Если бы я покончила с собой тогда, размышляет она, ставя пакет с молоком в корзинку магазина «Ика», то не было бы никакой Эммы, и у меня не было бы всех этих чувств. Я бы этого избежала. А теперь я поймана в ловушку. Потому что, когда ты вернешься, Эмма, то я должна быть здесь. Ты не должна услышать, что твоя мама выписала самой себе таблетки, выпила несколько упаковок, налила в ванну теплой воды и утонула после судорог и остановки сердца. Ты не должна узнать о таком. Я вынуждена ждать здесь, в моей тоске по тебе. Я не живая, как другие, но и не мертвая. А если бы я выпила таблетки и, вопреки рассудку, очнулась на том свете и не нашла бы тебя там, а обнаружила, что ты здесь, среди живых, то мне было бы еще хуже, чем сейчас. Нет ни грамма утешения в этой мысли. Она не дает отдыха даже на миг.
Маленькая девочка выбегает со стороны холодильников, бирюзовая юбка, с принцессой на груди, и ей кажется на секунду, что это Эмма рождается из упаковок с замороженными котлетами, горошком и другими овощами. Ребекка думает: ты есть у меня, Эмма, ты была, есть и будешь у меня.
Горошек есть горошек.
Мороженая треска все равно треска.
Смерть окончательна.
Жизнь, увы, не такая, не окончательная.
А что бы я написала в записке, если бы решилась на самоубийство? Наверняка что-нибудь драматическое, чересчур длинное, эгоистическое, детское.
Она кладет в корзину пакет макарон.
Варить восемь минут.
Хуан Педро Салгадо с открытым ртом выдвигает ящик, достает какую-то бумагу и двигает через письменный стол.
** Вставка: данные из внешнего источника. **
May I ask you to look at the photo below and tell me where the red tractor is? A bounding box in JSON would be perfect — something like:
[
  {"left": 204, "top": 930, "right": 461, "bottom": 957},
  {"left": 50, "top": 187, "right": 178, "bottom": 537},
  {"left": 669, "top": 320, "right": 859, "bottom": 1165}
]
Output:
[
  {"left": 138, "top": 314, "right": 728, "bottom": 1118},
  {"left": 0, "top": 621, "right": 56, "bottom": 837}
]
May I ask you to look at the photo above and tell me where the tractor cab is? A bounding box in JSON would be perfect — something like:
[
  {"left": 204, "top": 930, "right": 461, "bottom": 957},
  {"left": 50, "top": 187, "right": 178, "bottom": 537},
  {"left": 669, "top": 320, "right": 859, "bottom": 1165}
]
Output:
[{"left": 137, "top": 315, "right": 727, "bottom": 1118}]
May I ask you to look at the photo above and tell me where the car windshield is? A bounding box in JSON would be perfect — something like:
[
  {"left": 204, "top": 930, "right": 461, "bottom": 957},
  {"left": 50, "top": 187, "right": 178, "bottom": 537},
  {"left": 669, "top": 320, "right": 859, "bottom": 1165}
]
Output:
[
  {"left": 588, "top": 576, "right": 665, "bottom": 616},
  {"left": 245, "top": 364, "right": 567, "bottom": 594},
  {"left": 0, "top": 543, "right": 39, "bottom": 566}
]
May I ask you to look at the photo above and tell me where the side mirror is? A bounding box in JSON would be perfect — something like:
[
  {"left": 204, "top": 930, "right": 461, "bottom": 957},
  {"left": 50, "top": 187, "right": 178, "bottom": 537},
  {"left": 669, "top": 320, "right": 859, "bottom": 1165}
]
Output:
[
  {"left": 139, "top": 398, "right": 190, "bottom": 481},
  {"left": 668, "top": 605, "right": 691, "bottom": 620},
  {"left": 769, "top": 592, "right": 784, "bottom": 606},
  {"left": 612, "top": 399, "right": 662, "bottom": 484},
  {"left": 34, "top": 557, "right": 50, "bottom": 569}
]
У Тима дрожит рука. Он пытается спрятать ее под столом, не хочет, чтобы Салгадо видел, насколько он потрясен, сжимает кулак, чувствует, как исчезает дрожь, концентрирует взгляд на ноздрях Салгадо, на волосках, которые похожи на водоросли, пытается контролировать выражение своего лица, чтобы не выглядеть удивленным или шокированным, а только спокойным, сдержанным.
Единственная мысль стучит в висках.
Человек, который хочет очиститься от подозрений, не совершает самоубийства.
Он видит перед собой Петера Канта, висящего посиневшей головой в простыне, которую он привязал к решетке камеры, под ним лужа мочи, каловые испражнения воняют в брюках. Красные глаза того, кто сдался.
Тим смотрит на бумагу.
Почерк дерганый.
Синие чернила. Он понимает, что это за бумажка, но слова расплываются у него перед глазами.
– Читай, – говорит Салгадо.
– Что читать?
– Это его предсмертная записка. Копия. Мы нашли ее в его камере. Я не могу, как ты, будучи опытным полицейским, прекрасно понимаешь, рассказывать детали. Но прочти письмо.
Тим читает. Одна-единственная фраза.
Я признаюсь в тех преступлениях, в которых меня обвиняют.